8.      constate un décalage entre ses aspirations, ses attentes, ses intentions, ses efforts, ses idéaux et les résultats réellement obtenus.

9.       reçoit peu de soutien et/ou d’encadrement de la part de sa hiérarchie.

10.   est surchargée de travail.

11.   perçoit une rémunération insuffisante (réelle ou symbolique).

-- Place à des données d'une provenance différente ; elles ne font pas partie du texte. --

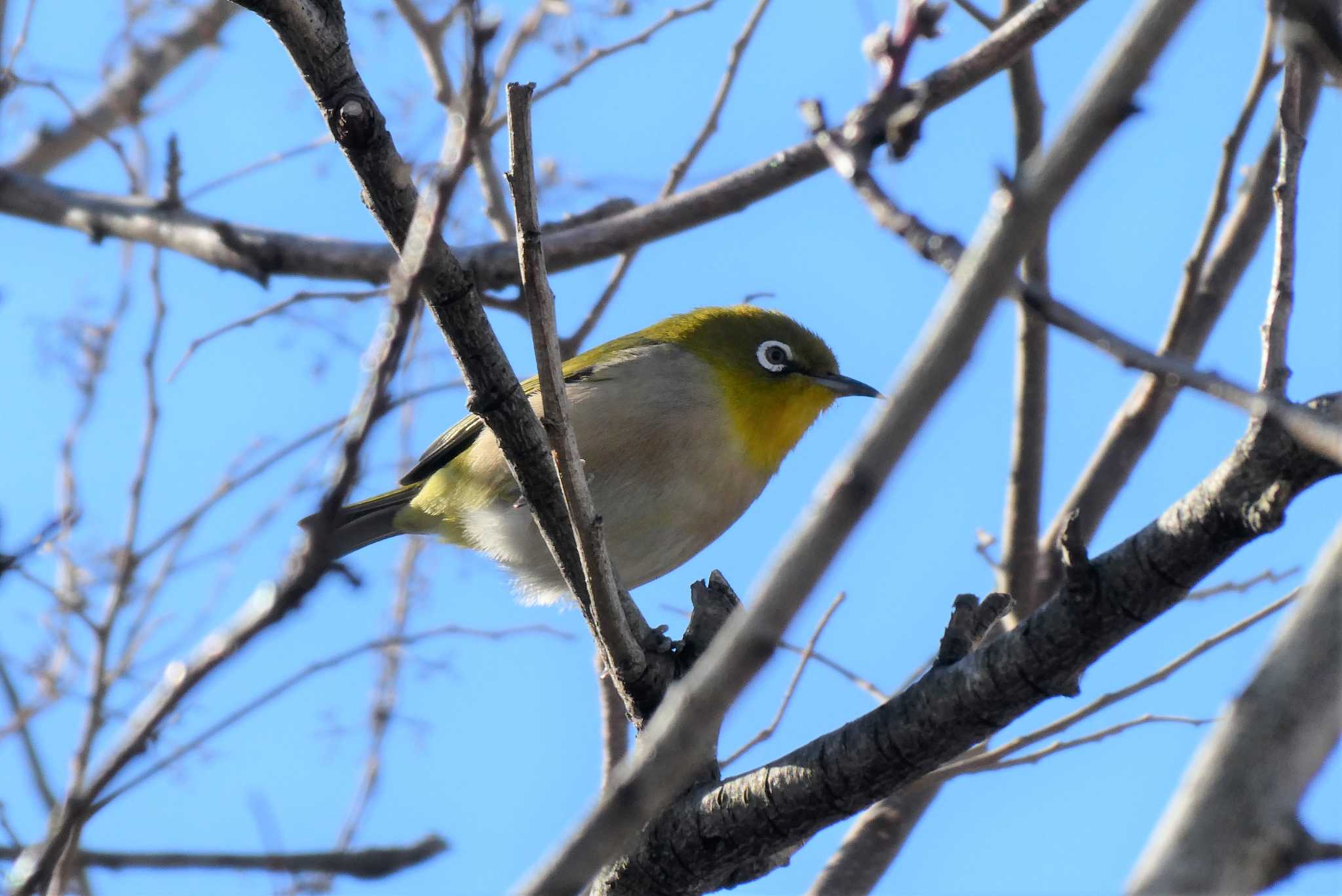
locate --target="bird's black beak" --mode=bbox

12. baigne dans une culture d’entreprise valorisant à outrance la performance, la résistance au stress, l’endurance et le courage. 

   

     Si la résistance et la réaction au burn-out sont tributaires de facteurs individuels, il serait néanmoins erroné de faire porter le problème uniquement sur la personne. L’épuisement professionnel est aussi directement lié à des contraintes politiques et/ou organisationnelles et/ou institutionnelles. 

 

     Le burn-out est aujourd’hui perçu comme le résultat d’interactions complexes multifactorielles, additionnelles et interactives entre un individu et son environnement, l’un et l’autre s’influençant mutuellement et continuellement.